By the mid-1970s, the National Health Service suffered severe cuts which were implemented by the James Callaghan government (1974-1979) as a result of funding restrictions from the International Monetary Fund. This led to the closure of a number of smaller hospitals across the country and the overall diminishing of the service’s reach. The Bethnal Green Hospital Campaign and the East London Health Project both sought to tackle these issues through a process of close collaboration and engagement with the local community and local councils in East London. This resulted in a series of posters as well as a video and exhibition to raise awareness around health issues in the UK at the time: from hospital closures and mental health to abortion, contraception and women’s role more broadly in society. Whilst the posters were informational and functional by nature, they also used some of the aesthetic tropes of appropriation and collage found in the politically-engaged work of early 20th century German artist John Heartfield and Russian Constructivist Alexander Rodchenko.
The Bethnal Green Hospital Campaign marked the start of a long period of collaboration between Dunn and Leeson. Following the announcement of the hospital’s closure, its medical staff decided to occupy the site and continue to care for its patients. Dunn and Leeson were approached by Dan Jones, a trade unionist and member of Tower Hamlets Trades Council, to make a video about the campaign. Entitled Emergency, it was followed by a series of posters and an exhibition in the hospital foyer to advise visitors as to why it was in occupation. The hospital was initially saved as a result of the campaign, though later closed under the Thatcher government and has now been converted into private homes.
Following the Bethnal Green Hospital Campaign, Dunn and Leeson were invited to join a steering committee involving representatives of health workers’ unions, a local trades council and health campaign, to produce visual materials that would inform the public on the potential effects of the increasing cuts in health services. This group, known as the East London Health Project, discussed suitable formats for this information and arrived at the notion of a ‘visual pamphlet’, resulting in a series of posters by the artists containing information for display in doctors’ surgeries and hospital waiting rooms. These addressed both general concerns, such as cuts to the NHS, but also issues pertaining specifically to women such as abortion, contraception and the impact of wider social issues on women’s health.
These posters were also shown at the ICA in 1980 as part of the exhibition Issues: Social Strategies by Women Artists (14 Nov– 21 Dec 1980), curated by the American feminist thinker Lucy Lippard, and which was last of a series of three landmark exhibitions (Women’s Images of Men 4 Oct – 26 Oct 1980 and About Time: Video, Performance and Installation by 21 Women Artists 30 Oct – 9 Nov 1980) that cantered on feminist art of the time.

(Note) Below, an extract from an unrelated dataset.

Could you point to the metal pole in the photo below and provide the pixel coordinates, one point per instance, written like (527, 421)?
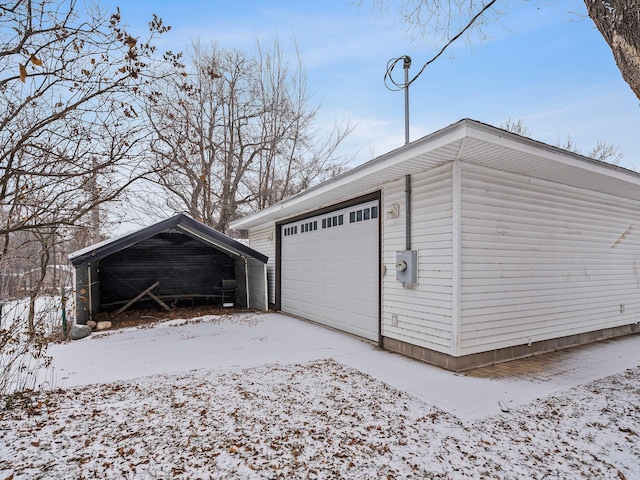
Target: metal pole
(406, 65)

The conditions that gave rise to the Bethnal Green Hospital Campaign and East London Health Project are echoed today with the funding crisis and increasing privatisation of the NHS, together with marches against public spending cuts and for women’s rights. Through their aesthetic and collaborative qualities, the visual work for both projects is testament to art’s capacity as a tool for social and political action and the role of the artist as an agent for social change.